Massive expenditures must still navigate electricity, approvals, and real demand.
This round of capital expenditure increase has clear boundaries.
The first constraint is supply. Chips, HBM memory, racks, power access, and skilled labor all affect construction speed. AI data centers must navigate local approvals, grid upgrades, and construction timelines between planning and commissioning—they cannot be deployed linearly as models assume.

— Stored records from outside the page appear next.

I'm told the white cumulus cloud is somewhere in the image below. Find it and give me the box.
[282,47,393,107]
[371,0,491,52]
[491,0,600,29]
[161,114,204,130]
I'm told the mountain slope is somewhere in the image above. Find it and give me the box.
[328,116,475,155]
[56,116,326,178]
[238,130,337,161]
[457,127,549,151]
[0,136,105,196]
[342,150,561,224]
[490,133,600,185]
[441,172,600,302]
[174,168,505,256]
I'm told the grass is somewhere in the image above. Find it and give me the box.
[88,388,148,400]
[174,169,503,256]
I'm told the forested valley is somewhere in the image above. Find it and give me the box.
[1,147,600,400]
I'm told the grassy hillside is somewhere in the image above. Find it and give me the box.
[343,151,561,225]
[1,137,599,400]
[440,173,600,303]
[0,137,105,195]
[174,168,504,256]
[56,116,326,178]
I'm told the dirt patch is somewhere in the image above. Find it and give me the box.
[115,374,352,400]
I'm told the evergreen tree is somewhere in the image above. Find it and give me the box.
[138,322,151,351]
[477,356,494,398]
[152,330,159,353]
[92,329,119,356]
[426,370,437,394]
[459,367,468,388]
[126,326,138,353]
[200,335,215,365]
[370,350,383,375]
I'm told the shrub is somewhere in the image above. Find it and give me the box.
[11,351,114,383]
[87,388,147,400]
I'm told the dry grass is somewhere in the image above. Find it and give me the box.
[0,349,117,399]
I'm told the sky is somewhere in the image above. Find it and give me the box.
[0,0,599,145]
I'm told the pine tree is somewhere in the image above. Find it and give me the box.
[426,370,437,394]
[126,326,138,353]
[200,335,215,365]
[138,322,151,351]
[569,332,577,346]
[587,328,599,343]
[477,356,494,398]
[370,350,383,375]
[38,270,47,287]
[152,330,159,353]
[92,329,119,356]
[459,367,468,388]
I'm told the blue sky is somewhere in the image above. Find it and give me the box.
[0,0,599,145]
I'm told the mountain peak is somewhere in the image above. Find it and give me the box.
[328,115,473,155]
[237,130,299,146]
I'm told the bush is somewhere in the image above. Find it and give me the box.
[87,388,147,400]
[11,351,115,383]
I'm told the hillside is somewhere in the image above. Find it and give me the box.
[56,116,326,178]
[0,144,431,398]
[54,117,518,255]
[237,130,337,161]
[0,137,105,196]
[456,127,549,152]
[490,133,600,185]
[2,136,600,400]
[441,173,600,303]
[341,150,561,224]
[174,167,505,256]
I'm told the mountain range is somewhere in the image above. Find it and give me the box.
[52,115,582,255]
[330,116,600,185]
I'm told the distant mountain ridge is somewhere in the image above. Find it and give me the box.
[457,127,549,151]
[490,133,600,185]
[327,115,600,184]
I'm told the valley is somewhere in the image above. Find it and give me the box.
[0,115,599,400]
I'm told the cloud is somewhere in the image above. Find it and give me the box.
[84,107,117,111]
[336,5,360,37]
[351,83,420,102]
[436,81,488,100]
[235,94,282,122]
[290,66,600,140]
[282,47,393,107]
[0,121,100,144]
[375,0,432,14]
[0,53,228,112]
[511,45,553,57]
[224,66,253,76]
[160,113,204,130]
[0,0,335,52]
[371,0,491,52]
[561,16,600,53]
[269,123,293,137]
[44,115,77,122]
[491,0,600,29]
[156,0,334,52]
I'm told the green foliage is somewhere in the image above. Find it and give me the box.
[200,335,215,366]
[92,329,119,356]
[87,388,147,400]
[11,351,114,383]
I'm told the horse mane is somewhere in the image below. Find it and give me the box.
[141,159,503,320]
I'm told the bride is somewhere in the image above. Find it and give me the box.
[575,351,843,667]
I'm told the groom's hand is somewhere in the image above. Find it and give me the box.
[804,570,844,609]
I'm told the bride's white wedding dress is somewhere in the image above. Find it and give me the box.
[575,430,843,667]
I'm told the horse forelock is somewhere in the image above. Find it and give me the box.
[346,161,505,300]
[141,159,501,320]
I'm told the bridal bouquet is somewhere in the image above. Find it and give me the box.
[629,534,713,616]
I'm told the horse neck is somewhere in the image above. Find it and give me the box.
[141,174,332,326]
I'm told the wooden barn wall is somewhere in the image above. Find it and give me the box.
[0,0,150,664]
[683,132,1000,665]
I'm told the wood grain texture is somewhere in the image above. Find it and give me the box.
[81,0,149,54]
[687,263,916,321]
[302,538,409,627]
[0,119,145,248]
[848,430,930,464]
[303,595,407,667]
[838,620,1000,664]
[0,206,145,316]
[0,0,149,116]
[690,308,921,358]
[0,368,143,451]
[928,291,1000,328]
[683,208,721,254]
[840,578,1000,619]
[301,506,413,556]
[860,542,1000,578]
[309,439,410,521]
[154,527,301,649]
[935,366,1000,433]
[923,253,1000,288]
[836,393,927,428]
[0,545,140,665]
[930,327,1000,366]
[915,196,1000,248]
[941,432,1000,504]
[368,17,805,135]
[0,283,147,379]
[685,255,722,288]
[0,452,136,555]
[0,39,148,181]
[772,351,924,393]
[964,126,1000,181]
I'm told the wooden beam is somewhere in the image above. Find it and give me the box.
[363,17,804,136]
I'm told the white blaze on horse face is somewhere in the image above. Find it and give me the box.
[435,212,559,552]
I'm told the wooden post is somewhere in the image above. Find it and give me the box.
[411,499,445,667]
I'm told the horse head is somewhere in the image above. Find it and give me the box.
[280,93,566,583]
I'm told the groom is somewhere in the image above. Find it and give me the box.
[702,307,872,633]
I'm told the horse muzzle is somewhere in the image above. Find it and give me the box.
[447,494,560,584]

The second constraint is political and regulatory. Large data centers' consumption of electricity, water, and land may trigger local opposition. Energy policies and the pace of local approvals may also shift around the 2026 U.S. midterm elections and the November 2028 presidential election.
The third constraint is demand. META’s API, subscriptions, and ad upgrades remain optimistic scenarios; revenue realization depends on actual customers paying and consistently using the services. Pricing below competitors helps attract customers, but long-term profitability hinges on usage volume, gross margin, and tool ROI.
A $1.4 trillion capital expenditure plan depicts a high-cost growth trajectory. Giants are securing AI computing power in advance, and the market will continue to question when this computing capacity will translate into revenue and profits. Meta’s $775 price target is based on the gradual realization of AI monetization—the hardest step being the conversion of upward EPS revisions in models into actual cash flow on financial statements.